「憧れすぎた」井口と過ごす日々 ロッテ3年目内野手に残された僅かな時間

ロッテ・中村奨吾【写真提供:千葉ロッテマリーンズ】
ロッテ・中村奨吾【写真提供:千葉ロッテマリーンズ】

「もっともっと一緒に野球をやって見習いたかった」

「若い子たちに成功してほしいといつも思っている。今、彼らに足りないのは引き出しの数かな。自分はそれを増やしてあげる手助けができればと考えている」

 井口もまた若い頃、同じ経験をした。何度も壁にぶち当たった。そのたびにホークスのスター選手であった秋山幸二氏、小久保裕紀氏ら先輩選手たちに声をかけられ、食事を共にすることでいろいろな話を聞いて勉強をし、成長をした。そして野球の引き出しを増やし、いろいろな状況に対応できるようになった。その経験があるからこそ、若手と一緒に過ごす時間を大切にしたかった。

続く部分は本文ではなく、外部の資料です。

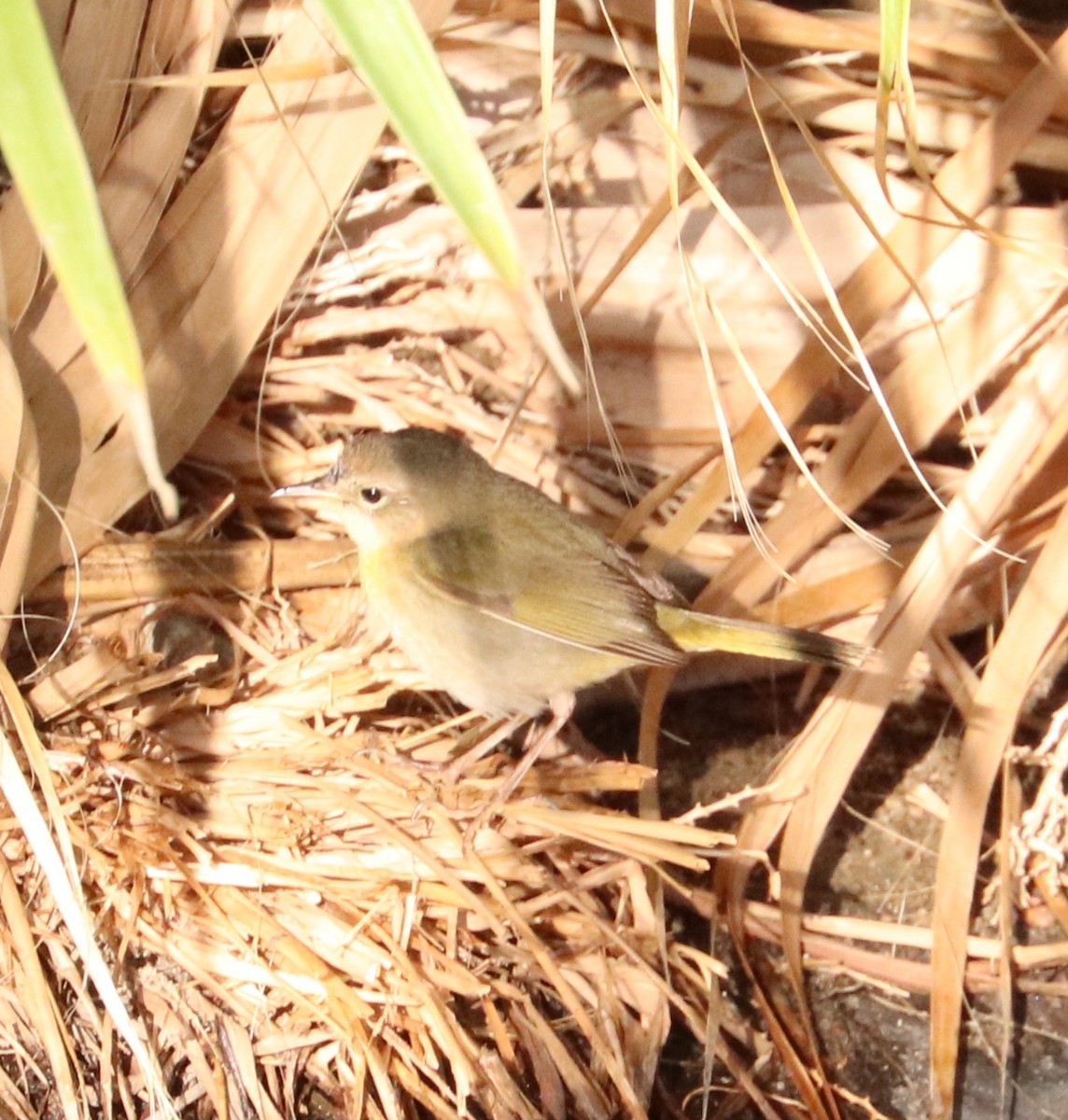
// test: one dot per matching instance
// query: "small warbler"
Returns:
(503, 598)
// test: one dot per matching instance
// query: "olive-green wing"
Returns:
(565, 581)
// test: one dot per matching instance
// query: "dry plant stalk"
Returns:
(303, 902)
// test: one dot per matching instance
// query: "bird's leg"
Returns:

「誘っていただいてビックリしました。でも、いろいろな話を聞きました。野球の話から普通の話まで。自分の事をいろいろと見てくれているのだという事を感じた。それが嬉しかったし、自分も期待に応えないといけないと思いました」

 中村は当時をそう言って懐かしむ。あれからよく声をかけられ、食事に連れて行ってもらう機会も増えた。そのたびにいろいろな考え方を吸収し、自分の引き出しを増やしていった。打撃では「タイミングが大事だ」と教えてもらい実践をした。「一番はタイミング。もっと早くタイミングをとった方がいい」と打撃に悩むたびに囁いてくれた。

 今シーズン、中村は前半戦、思うような結果を出すことができなかったが、徐々に持ち前の長打力でチームに貢献をするようになった。そして憧れの井口は6月に今季限りでの現役引退を表明。共にプレーできる時間は残り少なくなってしまった。

「打撃練習を見ていても42歳の打球には見えない。どんな打球にも一塁へ凄い動きで全力疾走をしている。野球人として、人間として尊敬をしている。もっともっと一緒に野球をやって見習いたかった」

 プロで3シーズン目を戦っている中村にとって憧れの存在は、まだかすかにも見えない遠い存在だ。9月24日、ZOZOマリンスタジアムでの背番号「6」の引退試合まで残された時間はわずか。期待をかけてもらい、アドバイスをもらった大先輩に成長をした姿をみせるべくバットを握る。